Mathieu Amalric met également en scène le travail de création de Barbara. Ce temps pris sur la nuit, où une chanson naît. Ces instants où la musique hésitante s’affine et dessine enfin un air connu. Puis, la voix se pose, les mots émergent un à un, tandis que les enregistrements gardent en leur sein les séances. On y discerne l’effort, la grâce et le doute dont parle Pierre Michon à L’Ecluse, celui qui peut tout faire vaciller dans l’esprit de la chanteuse. Ainsi, entre la première séquence et l’ultime, la chanson « Je ne sais pas » naît, semblant paradoxalement s’être nourrit des intrigues amoureuses de la fiction elle-même (Zand/Brigitte/Barbara ; Brigitte/Barbara/Accessoiriste…). Et qu’importent la vraisemblance et la ressemblance. Mathieu Amalric dénonce lui-même cette question, en organisant, grâce à Yves Zand, une fiction qui repose sur des erreurs. La voiture dans laquelle ils traversent la France n’est pas de la bonne couleur, le tableau n’est pas à sa place ou bien l’accordéoniste est « vraiment trop grand » au point de n’être filmé qu’assis. Mais, de même qu’il est juste d’avoir fait le choix de parler de la vie intime de Barbara uniquement par allusions, afin de ne « pas signifier sa vie, ne pas essayer de donner une explication», cet essai, cette fugue improvisée sur Barbara révèle que la vérité n’en pâtit aucunement, bien au contraire. Par un raccord, tout en finesse, nous quittons Brigitte chantant « Nantes » – et dont le dernier mot du texte est « Mon père » – et nous la retrouvons sur le lit avec l’accessoiriste. Le film énonce le lien établit dans l’esprit de la chanteuse, entre le père et la sexualité, soit que toutes les « Amours (sont) incestueuses ».
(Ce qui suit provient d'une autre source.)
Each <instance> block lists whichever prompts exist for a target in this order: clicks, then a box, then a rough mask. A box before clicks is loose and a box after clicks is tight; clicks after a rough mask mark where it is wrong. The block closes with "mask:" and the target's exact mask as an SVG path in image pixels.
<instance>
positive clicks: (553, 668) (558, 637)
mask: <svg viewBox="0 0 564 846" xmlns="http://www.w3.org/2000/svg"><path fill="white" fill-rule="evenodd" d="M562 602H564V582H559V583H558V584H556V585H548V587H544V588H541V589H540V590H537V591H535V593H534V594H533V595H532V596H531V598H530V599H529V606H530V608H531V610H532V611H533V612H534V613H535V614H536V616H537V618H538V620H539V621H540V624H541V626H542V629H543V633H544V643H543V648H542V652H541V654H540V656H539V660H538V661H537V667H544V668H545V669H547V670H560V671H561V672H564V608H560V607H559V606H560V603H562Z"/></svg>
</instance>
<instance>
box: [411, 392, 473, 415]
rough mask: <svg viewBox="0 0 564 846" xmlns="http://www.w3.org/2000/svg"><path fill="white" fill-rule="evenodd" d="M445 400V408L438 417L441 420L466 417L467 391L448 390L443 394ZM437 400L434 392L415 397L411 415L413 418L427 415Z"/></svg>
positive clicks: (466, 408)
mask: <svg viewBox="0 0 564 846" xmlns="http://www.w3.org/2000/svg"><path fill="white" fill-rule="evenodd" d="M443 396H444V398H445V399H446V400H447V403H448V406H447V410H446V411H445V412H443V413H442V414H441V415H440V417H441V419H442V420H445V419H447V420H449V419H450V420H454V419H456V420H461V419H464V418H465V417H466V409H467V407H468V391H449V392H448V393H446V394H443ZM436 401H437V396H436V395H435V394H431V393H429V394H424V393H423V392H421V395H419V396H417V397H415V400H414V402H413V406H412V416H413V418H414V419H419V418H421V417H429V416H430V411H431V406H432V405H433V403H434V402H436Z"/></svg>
Mathieu Amalric déploie avec Barbara un récit mu par la création, récompensé successivement par les prix du jury, de la mise en scène et de l’interprétation féminine pour Jeanne Balibar à Cannes pour Un Certain Regard, ainsi que dernièrement par le prix Jean Vigo et celui de la Poésie du cinéma.
Barbara de Mathieu Amalric, 1 h 37, avec Jeanne Balibar, Mathieu Amalric, Vincent Peirani
Marie-Anne Lieb est Docteur en études cinématographiques, conférencière, formatrice, auteur, chargée de cours à l’UCO d’Angers.